Osman Diboula prendra publiquement la défense de Vély. Osman dont les parents ont immigré de la Côté d'Ivoire, qui a oeuvré dans le domaine communautaire, s'est élevé au-dessus de la mêlée lors des émeutes dans les banlieues parisiennes de 2005, si bien qu'il gravite dans les coulisses du pouvoir à l'Élysée. Où sa légitimité n'en est pas moins constamment remise en cause.

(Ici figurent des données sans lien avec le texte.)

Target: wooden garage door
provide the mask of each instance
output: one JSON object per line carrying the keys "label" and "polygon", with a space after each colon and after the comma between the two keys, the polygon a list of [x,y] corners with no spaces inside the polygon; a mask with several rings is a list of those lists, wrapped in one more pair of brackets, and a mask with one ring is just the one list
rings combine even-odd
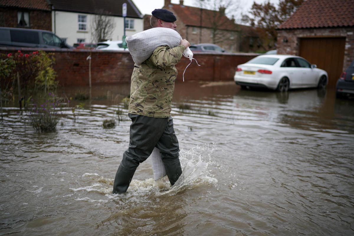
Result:
{"label": "wooden garage door", "polygon": [[346,38],[301,38],[301,57],[328,74],[328,87],[335,87],[343,70]]}

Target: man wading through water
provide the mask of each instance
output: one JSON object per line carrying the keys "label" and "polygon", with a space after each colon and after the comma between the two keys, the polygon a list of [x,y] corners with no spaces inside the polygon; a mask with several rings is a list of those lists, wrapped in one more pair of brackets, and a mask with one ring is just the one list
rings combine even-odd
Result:
{"label": "man wading through water", "polygon": [[[152,14],[150,24],[153,27],[175,29],[177,27],[176,18],[171,12],[155,9]],[[113,193],[127,191],[135,170],[155,147],[160,150],[172,185],[182,174],[178,140],[170,114],[177,77],[175,65],[189,46],[188,41],[182,39],[173,48],[158,47],[140,65],[134,65],[128,109],[132,121],[129,145],[117,171]]]}

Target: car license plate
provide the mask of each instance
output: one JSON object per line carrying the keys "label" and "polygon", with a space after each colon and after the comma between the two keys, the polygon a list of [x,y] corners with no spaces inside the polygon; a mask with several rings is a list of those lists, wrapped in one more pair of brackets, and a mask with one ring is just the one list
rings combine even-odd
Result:
{"label": "car license plate", "polygon": [[256,74],[256,71],[245,70],[244,71],[244,74],[245,75],[254,75]]}

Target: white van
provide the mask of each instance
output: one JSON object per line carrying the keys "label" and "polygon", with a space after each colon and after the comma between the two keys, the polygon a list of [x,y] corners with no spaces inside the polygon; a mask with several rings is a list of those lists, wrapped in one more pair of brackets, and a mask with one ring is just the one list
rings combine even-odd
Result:
{"label": "white van", "polygon": [[0,47],[73,48],[48,30],[0,27]]}

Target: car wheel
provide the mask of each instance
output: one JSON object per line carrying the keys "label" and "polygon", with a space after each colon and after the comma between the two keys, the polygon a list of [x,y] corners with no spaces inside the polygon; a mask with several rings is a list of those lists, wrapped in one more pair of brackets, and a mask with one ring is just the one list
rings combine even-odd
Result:
{"label": "car wheel", "polygon": [[320,78],[317,85],[317,88],[320,89],[324,89],[326,88],[326,85],[327,83],[327,78],[325,75],[322,75]]}
{"label": "car wheel", "polygon": [[283,77],[279,82],[276,90],[279,92],[287,92],[289,89],[289,79],[286,77]]}

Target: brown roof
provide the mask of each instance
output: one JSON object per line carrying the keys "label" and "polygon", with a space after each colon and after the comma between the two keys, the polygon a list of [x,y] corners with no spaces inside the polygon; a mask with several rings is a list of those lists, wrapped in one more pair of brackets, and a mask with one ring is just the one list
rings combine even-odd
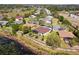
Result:
{"label": "brown roof", "polygon": [[68,32],[66,30],[62,30],[62,31],[59,31],[59,36],[60,37],[69,37],[69,38],[73,38],[74,37],[74,34],[72,32]]}
{"label": "brown roof", "polygon": [[46,33],[46,32],[49,32],[50,29],[48,27],[39,27],[37,29],[35,29],[35,31],[37,31],[38,33]]}

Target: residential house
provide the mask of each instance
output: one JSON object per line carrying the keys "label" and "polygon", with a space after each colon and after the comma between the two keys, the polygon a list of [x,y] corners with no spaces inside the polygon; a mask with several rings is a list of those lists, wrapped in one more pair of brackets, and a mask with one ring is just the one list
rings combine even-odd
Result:
{"label": "residential house", "polygon": [[38,33],[39,35],[46,35],[51,31],[51,28],[46,26],[40,26],[34,30],[34,32]]}
{"label": "residential house", "polygon": [[53,30],[55,30],[55,31],[60,31],[60,30],[65,30],[65,28],[63,28],[63,27],[61,27],[61,26],[59,26],[59,25],[54,25],[54,26],[53,26]]}
{"label": "residential house", "polygon": [[15,24],[23,24],[23,20],[14,21]]}
{"label": "residential house", "polygon": [[0,21],[1,26],[6,25],[7,23],[8,23],[8,21]]}
{"label": "residential house", "polygon": [[36,16],[35,15],[31,15],[31,16],[29,16],[29,18],[35,18]]}
{"label": "residential house", "polygon": [[16,20],[14,21],[15,24],[22,24],[23,23],[23,17],[22,16],[17,16]]}
{"label": "residential house", "polygon": [[69,32],[66,30],[58,31],[58,33],[59,33],[60,38],[64,40],[69,40],[74,37],[74,34],[72,32]]}
{"label": "residential house", "polygon": [[23,19],[23,16],[17,16],[15,21],[19,21],[19,20],[22,20]]}
{"label": "residential house", "polygon": [[47,16],[43,19],[43,21],[45,21],[45,23],[51,24],[52,19],[53,19],[53,16]]}
{"label": "residential house", "polygon": [[50,10],[48,10],[47,8],[44,9],[47,15],[51,15]]}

Le fait d'être Noir lui aurait ouvert des portes qu'il n'aurait pu franchir s'il n'avait pas été au bon endroit, au bon moment, laisse-t-on sous-entendre autour de lui. 

« C'était une façon de questionner la représentation des minorités dans les cercles du pouvoir, qui s'avèrent plus difficiles d'accès quand on vient de milieu défavorisé ou qu'on est Noir, entre autres. »

Dégringolade

Osman fréquente pourtant Sonia (dont Karine Tuil a fait, en contrepartie, « un pur produit de l'élite » intellectuelle et bourgeoise), avec qui il semble former la version française du couple Obama. « On assiste de plus en plus à l'ascension de tels couples de pouvoir et d'influence, qu'ils soient politiques ou artistiques. Cet aspect de notre société de l'image m'interpellait également », soutient Karine Tuil, citant en exemple George Clooney et Amal Alamuddin, ainsi qu'Angelina Jolie et Brad Pitt, malgré leur récente séparation.

Sans fard ni concession, la Française aime saisir la chute, ce « moment où même les puissants peuvent s'effondrer ». Ainsi, elle capte tous ses personnages dans leur vertigineuse dégringolade.

Dans ce livre « assez sombre sur les blessures du monde », la romancière admet avoir toutefois eu « besoin » de raconter le désir entre Romain et Marion. De faire de cette pulsion qui les pousse l'un vers l'autre un « espace de possible reconstruction »... malgré les inévitables pots cassés.

« Car il faut quand même briser cette idée utopique, idéalisée, de l'amour pur qui ne fait pas de dommages collatéraux », conclut-elle, lucide sur tous les fronts.